Speaking at the Annual General Meeting of the All-Island Cane Farmers Association in Kingston this month, Brazilian biotechnology and biofuels expert Professor Antonio Bonomi said Brazil was “interested” in partnering with Jamaica in ethanol production.
The Jamaican sugar industry has traditionally been focused on export to the European Union and supported the production of alcoholic export products such as rum, but Jamaican agriculture minister Roger Clarke has reacted positively to the potential of an ethanol partnership.
"Everybody is conceding that the days of just manufacturing sugar cane and molasses are over,” Clarke said in a statement.
“Co-products must be produced if we are going to have a wider income base from the sugar cane industry.

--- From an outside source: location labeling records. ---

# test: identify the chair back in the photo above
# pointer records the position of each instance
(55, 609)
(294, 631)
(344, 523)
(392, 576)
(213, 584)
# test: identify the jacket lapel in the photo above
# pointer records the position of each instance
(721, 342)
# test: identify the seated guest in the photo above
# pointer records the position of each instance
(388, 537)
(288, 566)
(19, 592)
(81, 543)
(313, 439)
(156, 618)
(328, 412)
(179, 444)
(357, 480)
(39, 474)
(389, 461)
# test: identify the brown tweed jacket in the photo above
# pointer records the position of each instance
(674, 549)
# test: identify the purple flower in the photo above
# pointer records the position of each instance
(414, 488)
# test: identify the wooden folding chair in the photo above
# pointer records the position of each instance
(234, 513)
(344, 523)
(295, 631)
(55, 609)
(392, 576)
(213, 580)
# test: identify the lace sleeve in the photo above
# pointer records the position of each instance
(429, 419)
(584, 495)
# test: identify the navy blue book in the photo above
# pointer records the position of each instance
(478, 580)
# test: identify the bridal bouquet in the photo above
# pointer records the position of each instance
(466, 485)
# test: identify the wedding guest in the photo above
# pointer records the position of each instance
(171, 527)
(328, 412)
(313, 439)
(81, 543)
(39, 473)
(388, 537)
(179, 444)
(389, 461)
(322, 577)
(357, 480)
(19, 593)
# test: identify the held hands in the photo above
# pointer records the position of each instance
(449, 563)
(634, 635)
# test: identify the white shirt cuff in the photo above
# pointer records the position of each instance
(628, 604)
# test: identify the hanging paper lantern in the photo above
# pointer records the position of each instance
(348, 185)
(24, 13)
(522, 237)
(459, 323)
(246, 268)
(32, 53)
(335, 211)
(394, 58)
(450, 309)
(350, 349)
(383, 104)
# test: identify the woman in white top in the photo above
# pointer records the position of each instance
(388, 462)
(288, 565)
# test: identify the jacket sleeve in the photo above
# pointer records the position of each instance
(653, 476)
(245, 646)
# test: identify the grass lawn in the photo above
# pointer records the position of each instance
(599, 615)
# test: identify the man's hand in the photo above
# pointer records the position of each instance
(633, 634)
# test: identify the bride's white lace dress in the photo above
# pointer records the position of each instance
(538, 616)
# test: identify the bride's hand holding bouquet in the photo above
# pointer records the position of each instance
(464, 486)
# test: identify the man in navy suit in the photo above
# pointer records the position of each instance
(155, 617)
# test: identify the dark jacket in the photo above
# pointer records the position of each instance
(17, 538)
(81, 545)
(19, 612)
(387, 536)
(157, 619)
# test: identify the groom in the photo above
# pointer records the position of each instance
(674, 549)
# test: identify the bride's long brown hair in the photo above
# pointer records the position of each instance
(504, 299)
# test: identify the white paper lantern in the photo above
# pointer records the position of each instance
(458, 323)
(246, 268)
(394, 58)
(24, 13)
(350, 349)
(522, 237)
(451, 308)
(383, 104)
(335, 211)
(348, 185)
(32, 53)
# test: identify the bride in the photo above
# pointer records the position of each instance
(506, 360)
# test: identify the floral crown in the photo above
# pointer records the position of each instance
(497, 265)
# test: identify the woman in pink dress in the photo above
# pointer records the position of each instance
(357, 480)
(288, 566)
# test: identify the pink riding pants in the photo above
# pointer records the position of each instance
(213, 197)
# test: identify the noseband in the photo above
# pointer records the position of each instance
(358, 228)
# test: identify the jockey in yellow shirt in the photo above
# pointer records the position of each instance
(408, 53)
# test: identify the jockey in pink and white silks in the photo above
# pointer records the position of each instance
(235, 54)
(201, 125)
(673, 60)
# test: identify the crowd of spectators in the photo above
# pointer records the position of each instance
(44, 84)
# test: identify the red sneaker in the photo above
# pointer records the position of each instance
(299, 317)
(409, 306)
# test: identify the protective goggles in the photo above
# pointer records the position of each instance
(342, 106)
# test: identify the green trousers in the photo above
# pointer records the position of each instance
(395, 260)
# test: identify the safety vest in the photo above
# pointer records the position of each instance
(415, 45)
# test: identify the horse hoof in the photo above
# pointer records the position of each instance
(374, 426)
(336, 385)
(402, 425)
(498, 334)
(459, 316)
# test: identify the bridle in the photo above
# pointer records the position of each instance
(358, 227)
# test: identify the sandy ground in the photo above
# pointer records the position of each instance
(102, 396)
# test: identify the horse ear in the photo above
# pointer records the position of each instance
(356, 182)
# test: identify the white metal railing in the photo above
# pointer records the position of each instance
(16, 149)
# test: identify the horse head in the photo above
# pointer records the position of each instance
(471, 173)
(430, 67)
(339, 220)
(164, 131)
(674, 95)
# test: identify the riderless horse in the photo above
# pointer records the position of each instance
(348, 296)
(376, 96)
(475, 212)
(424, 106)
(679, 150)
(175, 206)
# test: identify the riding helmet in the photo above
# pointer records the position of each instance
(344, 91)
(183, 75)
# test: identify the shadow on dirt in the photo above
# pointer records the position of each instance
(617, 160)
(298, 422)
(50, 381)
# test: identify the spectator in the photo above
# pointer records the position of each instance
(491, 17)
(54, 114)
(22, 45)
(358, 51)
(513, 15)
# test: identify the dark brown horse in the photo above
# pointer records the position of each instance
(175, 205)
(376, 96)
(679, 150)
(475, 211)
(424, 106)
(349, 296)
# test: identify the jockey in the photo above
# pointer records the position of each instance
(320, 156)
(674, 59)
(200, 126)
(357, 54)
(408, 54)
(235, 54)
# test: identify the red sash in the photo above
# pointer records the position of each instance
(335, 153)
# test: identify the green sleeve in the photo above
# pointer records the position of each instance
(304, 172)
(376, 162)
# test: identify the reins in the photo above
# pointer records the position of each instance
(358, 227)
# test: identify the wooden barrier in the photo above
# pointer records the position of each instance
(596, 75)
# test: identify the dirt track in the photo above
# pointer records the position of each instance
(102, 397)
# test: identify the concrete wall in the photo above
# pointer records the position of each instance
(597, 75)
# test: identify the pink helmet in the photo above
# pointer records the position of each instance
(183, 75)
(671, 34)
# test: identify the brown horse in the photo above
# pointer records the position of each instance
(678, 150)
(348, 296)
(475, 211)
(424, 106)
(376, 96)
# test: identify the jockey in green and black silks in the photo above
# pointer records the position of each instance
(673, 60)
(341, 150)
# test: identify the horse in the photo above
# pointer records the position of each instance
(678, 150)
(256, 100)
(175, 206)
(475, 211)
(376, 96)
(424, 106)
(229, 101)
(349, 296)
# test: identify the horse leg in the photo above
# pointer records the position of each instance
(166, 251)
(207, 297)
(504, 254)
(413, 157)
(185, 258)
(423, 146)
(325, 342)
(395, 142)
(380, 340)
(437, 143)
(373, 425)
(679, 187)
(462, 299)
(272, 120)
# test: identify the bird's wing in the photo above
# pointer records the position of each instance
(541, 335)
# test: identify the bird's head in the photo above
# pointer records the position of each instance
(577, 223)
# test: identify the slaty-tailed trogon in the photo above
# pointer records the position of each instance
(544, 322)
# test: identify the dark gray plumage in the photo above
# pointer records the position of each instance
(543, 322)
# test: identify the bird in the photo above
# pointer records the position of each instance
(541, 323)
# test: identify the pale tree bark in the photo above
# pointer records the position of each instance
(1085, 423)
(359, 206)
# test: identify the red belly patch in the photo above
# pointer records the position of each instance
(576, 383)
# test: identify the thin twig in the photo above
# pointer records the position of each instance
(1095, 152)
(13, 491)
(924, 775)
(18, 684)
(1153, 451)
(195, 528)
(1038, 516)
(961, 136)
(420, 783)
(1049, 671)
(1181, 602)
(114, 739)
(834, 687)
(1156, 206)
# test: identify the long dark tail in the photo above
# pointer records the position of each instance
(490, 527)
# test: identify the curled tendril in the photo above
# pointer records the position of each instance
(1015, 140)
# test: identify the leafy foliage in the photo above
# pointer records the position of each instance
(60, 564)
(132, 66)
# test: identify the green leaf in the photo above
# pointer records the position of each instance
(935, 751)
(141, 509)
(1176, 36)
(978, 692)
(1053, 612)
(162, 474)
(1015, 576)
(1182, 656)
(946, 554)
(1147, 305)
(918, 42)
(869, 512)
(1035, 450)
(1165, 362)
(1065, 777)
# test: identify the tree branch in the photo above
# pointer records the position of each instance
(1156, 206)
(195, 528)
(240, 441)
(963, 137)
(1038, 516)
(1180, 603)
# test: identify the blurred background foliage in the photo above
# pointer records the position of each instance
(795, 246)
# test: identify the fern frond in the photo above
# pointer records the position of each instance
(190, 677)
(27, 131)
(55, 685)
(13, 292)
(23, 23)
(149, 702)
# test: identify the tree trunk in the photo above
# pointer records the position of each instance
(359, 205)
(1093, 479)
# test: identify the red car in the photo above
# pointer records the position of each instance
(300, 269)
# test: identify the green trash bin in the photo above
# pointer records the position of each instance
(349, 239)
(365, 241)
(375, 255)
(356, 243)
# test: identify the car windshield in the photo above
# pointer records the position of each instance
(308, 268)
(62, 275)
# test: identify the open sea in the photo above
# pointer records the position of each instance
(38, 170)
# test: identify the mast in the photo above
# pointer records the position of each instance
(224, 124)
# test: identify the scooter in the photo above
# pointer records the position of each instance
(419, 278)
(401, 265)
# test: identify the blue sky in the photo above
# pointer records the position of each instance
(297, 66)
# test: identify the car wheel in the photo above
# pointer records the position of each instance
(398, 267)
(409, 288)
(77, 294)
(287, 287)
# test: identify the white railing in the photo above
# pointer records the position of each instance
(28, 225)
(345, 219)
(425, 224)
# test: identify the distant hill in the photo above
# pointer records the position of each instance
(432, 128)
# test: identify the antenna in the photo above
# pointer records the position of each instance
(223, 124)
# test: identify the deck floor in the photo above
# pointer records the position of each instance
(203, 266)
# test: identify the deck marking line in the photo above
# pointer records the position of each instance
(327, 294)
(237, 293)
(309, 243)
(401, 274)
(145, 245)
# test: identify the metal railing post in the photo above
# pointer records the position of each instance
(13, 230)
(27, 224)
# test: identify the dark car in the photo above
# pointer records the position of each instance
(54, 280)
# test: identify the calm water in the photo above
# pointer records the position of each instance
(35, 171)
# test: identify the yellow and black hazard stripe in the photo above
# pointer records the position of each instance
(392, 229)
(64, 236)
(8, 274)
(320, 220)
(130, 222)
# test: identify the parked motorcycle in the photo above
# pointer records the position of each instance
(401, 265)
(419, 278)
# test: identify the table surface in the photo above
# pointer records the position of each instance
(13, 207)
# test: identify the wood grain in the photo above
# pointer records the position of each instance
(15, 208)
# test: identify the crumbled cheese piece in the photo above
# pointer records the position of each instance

Sugar, ethanol, [and] cogeneration means that we are using everything that comes from the sugar cane. That is where we have to go if we want to survive.”
Clarke said that a partnership with Brazil would provide Jamaica with access to improved farming and ethanol production techniques and technologies to help the country produce the sugar cane required to sustain an alternative fuel industry.
Clarke said that new technologies would also make it possible for ethanol to be produced from the waste product bagasse – the residue left behind after crushing cane in sugar production.
The value of sugar as a Jamaican export commodity has been steadily falling over the last four years, with the EU experiencing a glut in the market.